News outlets have closely followed Biden's trip to the Middle East, especially in Saudi Arabia where his interactions with Crown Prince Mohammed bin Salman have caused a stir.
Social relationship of the crown prince and Biden?
The communications that the highest president of the North American country and the one who presides over the leadership by inheritance from Saudi Arabia have had have been criticized, since, from afar, the United States accused him of a murder of a journalist born in his lands, in addition At one point, Biden stressed that he would make Saudi a "pariah."

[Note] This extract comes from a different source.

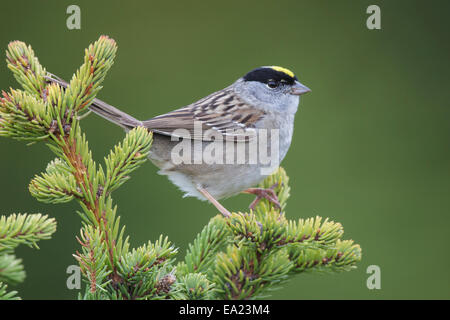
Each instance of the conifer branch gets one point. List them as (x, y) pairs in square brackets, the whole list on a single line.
[(5, 295)]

When greeting the prince in Jeddah, Joe gave the prince a fist bump, an action that was criticized by many, as it reflects, according to public opinion, a double message from the leader of the White House. Among so many inconveniences that the parties have had, an official exclaimed:
"It would have been a relapse if the president didn't come to the region and it would be a relapse if he didn't and wasn't willing to sit down and raise human rights concerns with foreign leaders around the world."
Biden traveled with the purpose of consolidating many economic agreements, in addition to trying to normalize the decline in gasoline in the United States a bit. Despite this, his administration does not consider these issues to be finished, rather they maintain that price increases will continue in the North American country.
It should be noted that for some time there have been attempts to establish positive relations between Israel and Saudi Arabia, diplomatic bridges have been built, but agreements between the two countries still need to be consolidated.
At the end of Donald Trump's mandate, the United Arab Emirates, Bahrain, Morocco and Sudan normalized relations with Israel in 2020.